Run this to compile the firmware (note it appears to have no bootloader):

make -f Makefile.linux

Oh, and as I suspected might be the case, the upgraded AVRISP doesn't run with the previous command line I used (it now needs to refer to avrisp2 or similar):

avrdude -p atmega3290 -c avrisp2 -P /dev/ttyS0 -v -F -e -U flash:w:raven-3290.hex

Hey, sometimes randomly reading the source pays off! See AVR2002/res_raven_lcd/res_3290/uart.c :

/**                                                                             
    @brief This displays a time out message to the user based on the paramter   
    reason x.                                                                   

    @param x Reason for USART time out.                                         
*/
void timeout_msg(uint8_t x)
{
    char str[20] = "TO     ";

    dectoascii(x, str+3);
    lcd_puts(str);
}

So, gah, I shoulda listened to that gut instinct that made me think it was talking to me and grepped earlier... :-/ I assume the reason the timeout occurs is because the 1284p firmware isn't what it's expecting. (Still doesn't explain the other odd corruption though.) (Also doesn't explain why it's possible for the timeout not to occur if you time power/reset in a particular way...)

Thus, TO = Time Out, in this case for reason (1), (and also explains why the red LED doesn't light):

    // Check for SOF                                                            
    ch = get_char_rx();
    if (ch != SOF_CHAR)
        return timeout_msg(1);

    // turn on nose LED for activity indicator                                  
    led_on();

Note that at least some of the other display corruption issue might be related to accidentally brushing against or touching the pins at the top of the LCD display itself.

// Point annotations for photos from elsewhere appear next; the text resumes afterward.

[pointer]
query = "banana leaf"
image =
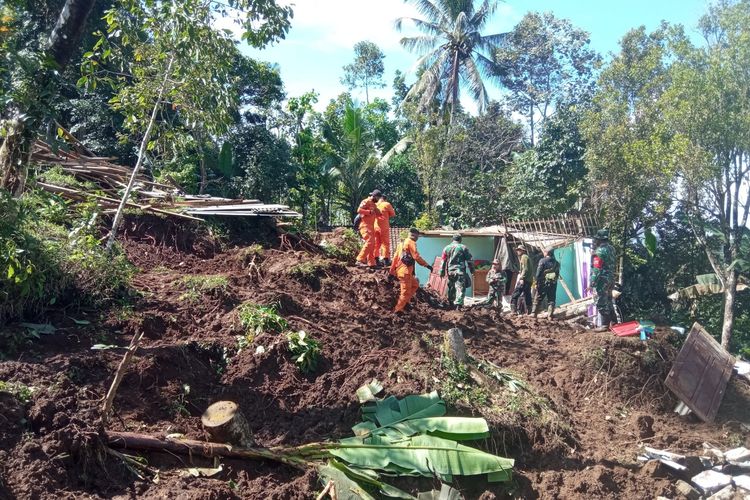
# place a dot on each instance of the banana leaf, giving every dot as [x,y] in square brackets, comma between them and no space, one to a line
[354,484]
[392,409]
[368,391]
[423,455]
[457,428]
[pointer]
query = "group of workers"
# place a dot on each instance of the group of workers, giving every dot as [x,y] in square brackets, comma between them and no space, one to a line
[374,216]
[374,220]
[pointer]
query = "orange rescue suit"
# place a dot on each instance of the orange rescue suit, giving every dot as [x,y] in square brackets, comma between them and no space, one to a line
[368,209]
[383,230]
[404,273]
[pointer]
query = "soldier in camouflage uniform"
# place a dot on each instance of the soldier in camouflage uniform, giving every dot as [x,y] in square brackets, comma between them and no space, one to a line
[603,277]
[456,261]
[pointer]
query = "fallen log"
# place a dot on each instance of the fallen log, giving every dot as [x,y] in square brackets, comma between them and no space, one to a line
[298,457]
[225,422]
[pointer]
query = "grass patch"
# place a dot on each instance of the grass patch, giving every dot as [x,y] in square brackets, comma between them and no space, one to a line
[23,393]
[309,271]
[344,246]
[457,387]
[198,286]
[305,351]
[256,319]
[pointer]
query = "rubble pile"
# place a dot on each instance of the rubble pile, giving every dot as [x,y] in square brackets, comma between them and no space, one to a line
[714,475]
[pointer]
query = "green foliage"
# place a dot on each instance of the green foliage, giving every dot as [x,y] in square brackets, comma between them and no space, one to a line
[345,247]
[198,286]
[453,52]
[23,393]
[308,270]
[411,436]
[367,69]
[457,386]
[257,319]
[545,62]
[399,179]
[305,350]
[427,221]
[630,153]
[50,255]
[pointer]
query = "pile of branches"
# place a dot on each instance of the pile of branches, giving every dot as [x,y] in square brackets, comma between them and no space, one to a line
[110,181]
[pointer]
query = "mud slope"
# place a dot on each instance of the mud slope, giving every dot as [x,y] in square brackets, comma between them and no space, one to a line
[593,397]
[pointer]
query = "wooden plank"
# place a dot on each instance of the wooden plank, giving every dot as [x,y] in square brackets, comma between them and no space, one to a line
[567,290]
[700,373]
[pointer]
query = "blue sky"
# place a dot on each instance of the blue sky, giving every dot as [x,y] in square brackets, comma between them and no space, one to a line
[324,32]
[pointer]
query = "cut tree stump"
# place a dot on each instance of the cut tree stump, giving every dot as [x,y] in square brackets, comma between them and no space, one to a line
[453,345]
[226,424]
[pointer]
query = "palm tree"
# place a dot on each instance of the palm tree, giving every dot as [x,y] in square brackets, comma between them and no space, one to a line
[353,159]
[453,51]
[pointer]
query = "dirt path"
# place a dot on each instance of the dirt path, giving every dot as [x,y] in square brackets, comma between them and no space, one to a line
[593,398]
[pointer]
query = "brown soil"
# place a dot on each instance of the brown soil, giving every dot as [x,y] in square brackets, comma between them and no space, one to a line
[597,397]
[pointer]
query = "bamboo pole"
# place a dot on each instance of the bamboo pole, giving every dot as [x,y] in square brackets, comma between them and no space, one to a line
[141,155]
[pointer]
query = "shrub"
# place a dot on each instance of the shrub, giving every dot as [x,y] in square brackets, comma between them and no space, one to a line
[256,319]
[50,254]
[305,350]
[202,285]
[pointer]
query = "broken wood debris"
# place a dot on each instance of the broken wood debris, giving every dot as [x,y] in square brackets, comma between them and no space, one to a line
[106,180]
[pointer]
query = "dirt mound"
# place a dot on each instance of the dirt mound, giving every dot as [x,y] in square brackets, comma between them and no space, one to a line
[590,399]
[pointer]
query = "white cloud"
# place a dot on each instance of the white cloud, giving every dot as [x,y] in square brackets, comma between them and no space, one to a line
[337,24]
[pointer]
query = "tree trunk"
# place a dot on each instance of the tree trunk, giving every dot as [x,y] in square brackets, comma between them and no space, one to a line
[531,123]
[66,35]
[63,42]
[291,456]
[730,293]
[11,153]
[226,424]
[454,346]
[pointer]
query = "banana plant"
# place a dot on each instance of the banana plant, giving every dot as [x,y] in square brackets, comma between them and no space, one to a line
[409,437]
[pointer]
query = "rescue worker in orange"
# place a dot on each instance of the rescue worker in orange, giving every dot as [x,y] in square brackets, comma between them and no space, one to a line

Thus, with this new (replacement) patch, I have something that seems to reliably display text (wow, progress!):

--- raven3290.c.orig    2008-07-07 23:21:19.000000000 +1200
+++ raven3290.c 2008-07-08 00:50:51.000000000 +1200
@@ -133,7 +133,11 @@
 const tmenu_item menu_items[21];
 #else  // !DOXYGEN
 /** @brief This is the menu text in Flash. See menu_items[] for menu operation. */
+#if 1
+const char menu_text0[] PROGMEM =  "DONKEY8";
+#else
 const char menu_text0[] PROGMEM =  "RES 1.0";
+#endif
 const char menu_text1[] PROGMEM =  "SETUP";
 const char menu_text2[] PROGMEM =  "CHANNEL";
 const char menu_text3[] PROGMEM =  "POWER";
@@ -222,7 +226,9 @@

     key_init();

+#if 0
     uart_init();
+#endif 

     sei();

@@ -233,6 +239,13 @@
     // and draw it
     lcd_puts_P(menu.text);

+    lcd_puts_P(PSTR("W00T BOOP DOOP"));
+
+#if 1
+#include "beep.h"
+    beep();
+#endif
+
     for (;;)
     {
         // Make sure interrupts are always on

( 9 July 2008 )

Here's some photos of my fix for the ATmega1284p ISP header issue—although the close-up is a bit out of focus (you can also see the expansion headers I added along the bottom edge):

Photo of the top of my Atmel Raven Power and IO expansion board—uses 4 x AA battery for external power, but doesn't yet make use of the IO pin expansion (the observant will note I'm two sockets short on the header):

Photo of the bottom of my Atmel Raven Power and IO expansion board:

Poor photo of the expansion board in action with my custom scrolling LCD text—which the camera didn't like:

Uploaded rzusbstickcommon_hh.py (see "Code" section above).

( 21 July 2008 )

Happy birthday to me!

Also, my USBtinyISP I made a while back seems to work now. Thus I can upload the firmware from a lappy via USB with:

avrdude -p atmega3290p -c usbtiny -v -U flash:w:"raven-3290.hex"

( 26 July 2008 )

Pulled original AVR2017 source into SVN and tested with modified Makefile with options from avrfreaks thread. 3290 bootloader still too big. USBtinyISP isn't reliably programming board—works with the raven-3290.hex but not, for example, with the AVRRAVEN_3290P.a90 firmware.